登録:2020-06-18 06:40 修正:2020-06-18 10:54
前例のない幅広い動き 
北朝鮮最高指導者の権限まで委任され 
談話も“金正恩委員長級”の扱い 
対南・対外総括…「党中央」説まで 
 
金正恩氏の「沈黙」は最後の切り札? 
「キム第1副部長、南北・朝米会談の失敗に対し 
強硬基調で責任突破を狙ったもよう」 
情勢転換の時は金正恩委員長登場という予測も
金正恩国務委員長とキム・ヨジョン朝鮮労働党第1副部長が2018年4月27日午前、板門店の平和の家2階の会談場で開かれた南北首脳会談に出席し、自分の席に向かっている=板門店/韓国共同写真記者団//ハンギョレ新聞社

 「キム・ヨジョン党中央委員会第1副部長は、見え透いた策略がうかがえるこの不純な提案を徹底的に許可しないという立場を示した」

 「労働新聞」17日付2面に掲載された「15日、南朝鮮当局が特使派遣を懇願する三文芝居を演出した」という「朝鮮中央通信」の記事の一節だ。
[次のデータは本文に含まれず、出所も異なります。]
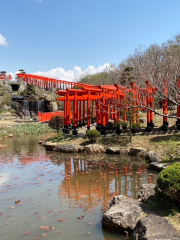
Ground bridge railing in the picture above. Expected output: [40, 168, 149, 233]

「労働新聞」は「韓国は、文在寅(ムン・ジェイン)“大統領”が我が(金正恩)国務委員会委員長同志に特使を派遣したいと思っており、特使はチョン・ウィヨン国家安保室長とソ・フン国家情報院長にすると共に、訪問時期はできるだけ早くしたいが我々が希望する日にちを尊重するとして、(特使の派遣を)懇願した」と報じた。

 「労働新聞」が明らかにした特使を断った主体は、キム・ヨジョン第1副部長だ。北朝鮮の「神聖な最高尊厳」の金正恩(キム・ジョンウン)国務委員長ではない。キム第1副部長が事実上、全権を行使していることを示している。前例のないことで、特に注目に値する。

 これに先立ち、キム第1副部長は13日夜の談話で、「(金正恩)委員長同志と党と国から与えられた私の権限を行使する」と述べた。しかし、その「委任された権限」に最高指導者の固有の権限である特使交換の決定権が含まれるというのは次元の違う話だ。キム第1副部長が「ナンバー2」であり、「後継者」になったのではないかという分析が相次いでいるのもそのためだ。

 実際、最近韓国に対し強硬基調の砲門を開いたキム第1副部長の4日の談話以降、北朝鮮当局と「労働新聞」の動きは、内容と形式面で前例のないものだ。「キム・ヨジョン談話」を「金正恩談話」のようなレベルで扱っている“証拠”があまりにも多い。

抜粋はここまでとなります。